The local population, headed by a new popularly chosen municipal president Alberto Lopez Ortega, rejects an outsider’s appointment. Lopez Ortega demands the government respect the decision of the great majority of the population, who met in non-party assembly to choose a council and president.
An indigenous primary school teacher, Lopez Ortega a was quoted in Noticias on September 13, 2009 stating that the ouster of the PRI town council “permitted a return to peace and tranquility in the town.” However, the municipal palace remains under the guard of state police. That causes some problems, since the building houses offices of the council itself, the cattle-breeders local group, and the telephone-telegraph service.
The PRD legislator Wilfredo Fidel Vasquez Lopez reminded the legislature that “disappearance of powers” had first been solicited after the assassination of Beatriz Lopez Leyva, who was shot in her home on April 6 in this same community. As a PRD activist, she supported Andres Manuel Lopez Obrador. No charges resulted from that murder. Huge banners went up in the zócalo of Oaxaca city with pictures of Lopez Leyva’s bloody corpse on the floor. Next to it was displayed a well-known government election message declaring that the PRI fulfills its promises. Alongside this banner, Section 22 called for social justice.
On April 16, following the shooting of Beatriz Lopez Leyva, the PRD asked the state congress to declare ungovernability in San Pedro Jicayan, “since in that moment we believed that the constitutional guarantees of citizens living in that jurisdiction had been lost, and we were right. We foresaw that some ill-fated event would happen there if we did not take the necessary measures…”
And sure enough, it did.
Seeking recognition of ungovernability, the Permanent Commission of Government declared that evidence exists regarding a clear confrontation between neighbors and the members of town council of San Pedro Jicayán, presided over by the PRI member Leonardo Silva Palacios. According to Tomas Basaldú Gutierrez, director of the Democratic Campesino Union, Silva Palacios never represented the population of Jicayán because he was appointed from the city of Pinotepa Nacional. Historically, he never participated in the ongoing community activities. Basaldú requests that the government investigate what became of resources assigned to the municipality during Silva Palacios’ control, suggesting that misuse of funds lies behind the violence which has plagued Jicayán. In addition to the murders, a thousand copies of Noticias were burned, and two spokespersons of the press were jailed.
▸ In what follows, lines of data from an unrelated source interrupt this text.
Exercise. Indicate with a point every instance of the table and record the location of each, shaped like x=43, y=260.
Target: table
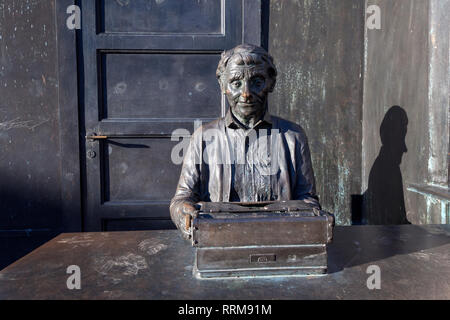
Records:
x=414, y=262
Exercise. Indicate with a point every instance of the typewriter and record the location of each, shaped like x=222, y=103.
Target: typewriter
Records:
x=260, y=239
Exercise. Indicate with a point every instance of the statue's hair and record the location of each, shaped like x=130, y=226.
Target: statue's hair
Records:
x=250, y=55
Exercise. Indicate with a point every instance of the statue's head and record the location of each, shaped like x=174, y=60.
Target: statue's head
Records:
x=246, y=75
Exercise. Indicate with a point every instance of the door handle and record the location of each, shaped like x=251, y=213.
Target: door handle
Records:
x=96, y=137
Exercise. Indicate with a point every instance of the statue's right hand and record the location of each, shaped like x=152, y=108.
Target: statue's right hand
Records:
x=189, y=212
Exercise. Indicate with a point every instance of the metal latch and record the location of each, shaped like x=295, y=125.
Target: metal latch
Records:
x=262, y=258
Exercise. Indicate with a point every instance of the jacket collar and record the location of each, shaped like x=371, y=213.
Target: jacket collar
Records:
x=232, y=122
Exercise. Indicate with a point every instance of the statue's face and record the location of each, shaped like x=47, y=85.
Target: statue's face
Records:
x=246, y=88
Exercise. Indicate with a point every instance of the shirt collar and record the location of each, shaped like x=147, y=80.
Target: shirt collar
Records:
x=231, y=122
In what appears to be a victory for Section 22, a notice paid by the PRI was published in Noticias on September 12. In it the State Institute for Public Education (IEEPO in its Spanish initials) declares it will regularize the schools and cancel school modules staffed by Section 59. It won’t tolerate self-located and self-appointed teachers or external persons hired by municipal authorities and “padres de familia,” the PRI parent group. In a few self-congratulatory phrases, IEEPO director Abel Trejo Gonzalez states that a mere 100 schools still remain embattled, compared to the 2,321 in conflict in 2006. Seventy-six schools have been recuperated and 61 modules have been canceled. After this week, he states, paychecks will not be sent to modules not recognized by the IEEPO (see note). Trejo Gonzalez called on both teachers and parents to act responsibly.
It remains to be seen how the governor will act, and whether the people of San Pedro Jicayán will themselves act on their decision to revert to traditional usos y costumbres and dismiss political parties.
Note: the photo of a school module in a trashed bus should not be regarded as a condemnation of Section 59, but of the government. Education monies for infrastructure are alleged to be siphoned off for political campaigns.